No modesty required for world-leading marine planning in BC

As Canadians, we’re a modest bunch. Unless, of course, we’re talking about our gold-medal-winning hockey teams. So it’s not surprising that most people don’t know that the BC Government and 18 First Nations are leading one of the most important marine planning processes in the world.

Years of work by scientists, planners, community leaders, industry representatives and others is about to culminate in a new way of managing marine resources on BC’s North Pacific Coast.

Home to globally significant ecosystems, those waters boast rare ancient coral and sponge communities, iconic runs of wild Pacific salmon and great marine creatures, like humpback whales and orcas.
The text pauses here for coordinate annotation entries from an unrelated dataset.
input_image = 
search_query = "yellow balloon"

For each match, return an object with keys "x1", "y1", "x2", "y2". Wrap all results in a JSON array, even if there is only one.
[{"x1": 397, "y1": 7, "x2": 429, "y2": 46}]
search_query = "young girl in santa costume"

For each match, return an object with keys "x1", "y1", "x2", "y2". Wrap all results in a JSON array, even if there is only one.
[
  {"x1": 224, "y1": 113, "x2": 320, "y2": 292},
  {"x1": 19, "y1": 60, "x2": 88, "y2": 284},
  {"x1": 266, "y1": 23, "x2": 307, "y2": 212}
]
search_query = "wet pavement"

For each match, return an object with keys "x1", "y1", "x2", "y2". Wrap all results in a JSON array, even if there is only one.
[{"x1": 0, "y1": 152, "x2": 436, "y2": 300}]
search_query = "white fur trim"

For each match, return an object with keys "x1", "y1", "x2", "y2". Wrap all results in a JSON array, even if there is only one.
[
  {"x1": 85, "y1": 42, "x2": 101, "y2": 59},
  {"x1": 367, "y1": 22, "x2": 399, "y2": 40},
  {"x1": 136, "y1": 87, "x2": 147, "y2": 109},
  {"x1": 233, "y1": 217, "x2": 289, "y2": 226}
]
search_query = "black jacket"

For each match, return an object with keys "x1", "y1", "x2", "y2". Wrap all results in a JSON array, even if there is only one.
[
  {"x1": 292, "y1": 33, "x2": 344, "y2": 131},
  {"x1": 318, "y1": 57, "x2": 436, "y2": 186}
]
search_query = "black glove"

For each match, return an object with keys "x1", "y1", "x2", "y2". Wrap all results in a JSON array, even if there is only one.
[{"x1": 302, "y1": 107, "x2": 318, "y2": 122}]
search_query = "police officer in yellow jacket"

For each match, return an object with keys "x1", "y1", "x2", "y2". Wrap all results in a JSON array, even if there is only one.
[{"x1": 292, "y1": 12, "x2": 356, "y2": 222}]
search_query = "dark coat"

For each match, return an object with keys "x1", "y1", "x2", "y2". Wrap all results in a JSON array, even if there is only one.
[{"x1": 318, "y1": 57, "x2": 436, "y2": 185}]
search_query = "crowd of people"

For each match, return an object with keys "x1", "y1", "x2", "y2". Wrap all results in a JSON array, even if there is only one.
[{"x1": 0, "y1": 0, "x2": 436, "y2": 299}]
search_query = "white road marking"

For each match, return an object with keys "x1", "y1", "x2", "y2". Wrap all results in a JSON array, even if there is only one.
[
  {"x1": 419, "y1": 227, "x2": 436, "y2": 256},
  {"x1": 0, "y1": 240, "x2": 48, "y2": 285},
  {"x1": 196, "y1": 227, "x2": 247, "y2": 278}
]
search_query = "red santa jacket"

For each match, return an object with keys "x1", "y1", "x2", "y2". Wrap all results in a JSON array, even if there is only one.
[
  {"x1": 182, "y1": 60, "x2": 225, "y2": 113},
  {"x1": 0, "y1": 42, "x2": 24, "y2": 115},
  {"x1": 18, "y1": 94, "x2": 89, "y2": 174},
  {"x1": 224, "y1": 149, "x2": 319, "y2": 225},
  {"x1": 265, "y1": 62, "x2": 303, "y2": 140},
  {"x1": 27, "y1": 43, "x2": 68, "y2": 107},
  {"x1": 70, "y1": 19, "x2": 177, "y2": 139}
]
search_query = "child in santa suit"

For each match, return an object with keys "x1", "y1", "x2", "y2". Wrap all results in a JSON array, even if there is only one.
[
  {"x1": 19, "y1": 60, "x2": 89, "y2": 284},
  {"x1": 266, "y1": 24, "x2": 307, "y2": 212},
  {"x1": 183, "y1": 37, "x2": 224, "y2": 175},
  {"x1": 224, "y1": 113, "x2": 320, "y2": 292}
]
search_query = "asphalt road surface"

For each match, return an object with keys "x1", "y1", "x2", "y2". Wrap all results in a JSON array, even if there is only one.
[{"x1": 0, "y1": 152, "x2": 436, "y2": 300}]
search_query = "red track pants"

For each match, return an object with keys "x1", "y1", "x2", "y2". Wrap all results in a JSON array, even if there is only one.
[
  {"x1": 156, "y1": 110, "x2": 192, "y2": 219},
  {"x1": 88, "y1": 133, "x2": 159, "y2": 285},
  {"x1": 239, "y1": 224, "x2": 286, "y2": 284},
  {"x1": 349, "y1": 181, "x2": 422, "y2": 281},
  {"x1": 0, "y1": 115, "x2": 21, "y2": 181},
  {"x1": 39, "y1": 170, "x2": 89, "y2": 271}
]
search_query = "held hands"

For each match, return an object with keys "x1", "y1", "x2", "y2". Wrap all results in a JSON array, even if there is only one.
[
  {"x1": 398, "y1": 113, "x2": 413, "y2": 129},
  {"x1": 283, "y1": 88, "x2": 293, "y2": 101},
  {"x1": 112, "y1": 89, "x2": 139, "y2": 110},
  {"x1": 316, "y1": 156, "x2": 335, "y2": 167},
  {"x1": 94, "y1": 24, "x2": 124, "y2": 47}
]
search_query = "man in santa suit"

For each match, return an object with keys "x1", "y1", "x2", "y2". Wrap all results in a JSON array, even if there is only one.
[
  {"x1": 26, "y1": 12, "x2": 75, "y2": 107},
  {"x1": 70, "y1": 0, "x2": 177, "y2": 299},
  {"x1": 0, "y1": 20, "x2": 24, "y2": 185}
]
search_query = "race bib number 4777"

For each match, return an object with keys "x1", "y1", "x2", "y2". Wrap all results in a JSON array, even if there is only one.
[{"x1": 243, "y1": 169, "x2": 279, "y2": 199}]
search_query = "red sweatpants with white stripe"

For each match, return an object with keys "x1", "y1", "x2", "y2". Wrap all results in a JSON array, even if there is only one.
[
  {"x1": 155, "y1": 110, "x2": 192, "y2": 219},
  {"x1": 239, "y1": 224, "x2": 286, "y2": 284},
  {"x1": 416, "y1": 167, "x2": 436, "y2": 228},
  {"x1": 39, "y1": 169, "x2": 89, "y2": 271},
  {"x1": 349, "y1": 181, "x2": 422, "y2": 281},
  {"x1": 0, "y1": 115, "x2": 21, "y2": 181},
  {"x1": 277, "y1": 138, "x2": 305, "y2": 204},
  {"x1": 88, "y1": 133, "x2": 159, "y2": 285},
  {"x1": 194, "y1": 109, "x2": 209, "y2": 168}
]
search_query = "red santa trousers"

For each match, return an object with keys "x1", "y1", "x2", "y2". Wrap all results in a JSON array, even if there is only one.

The region also holds cultural, social and economic significance to First Nations who have cared for these lands and seas for thousands of years.

Stretching from Northern Vancouver Island up to the Alaska border, the region is poised for significant economic development. All three ports in BC’s north coast are preparing for expansion to facilitate increased trade. There is also potential for major growth within BC’s $11 billion oceans economy, as diverse sectors, including energy, aquaculture, fisheries, marine technology development, tourism and others seek new opportunities.

First Nations and the BC Government are working hard, with input from stakeholders, on a new model of oceans governance. When implemented this new approach will help ensure environmental and cultural values and economic opportunities can work with one another, rather than in conflict.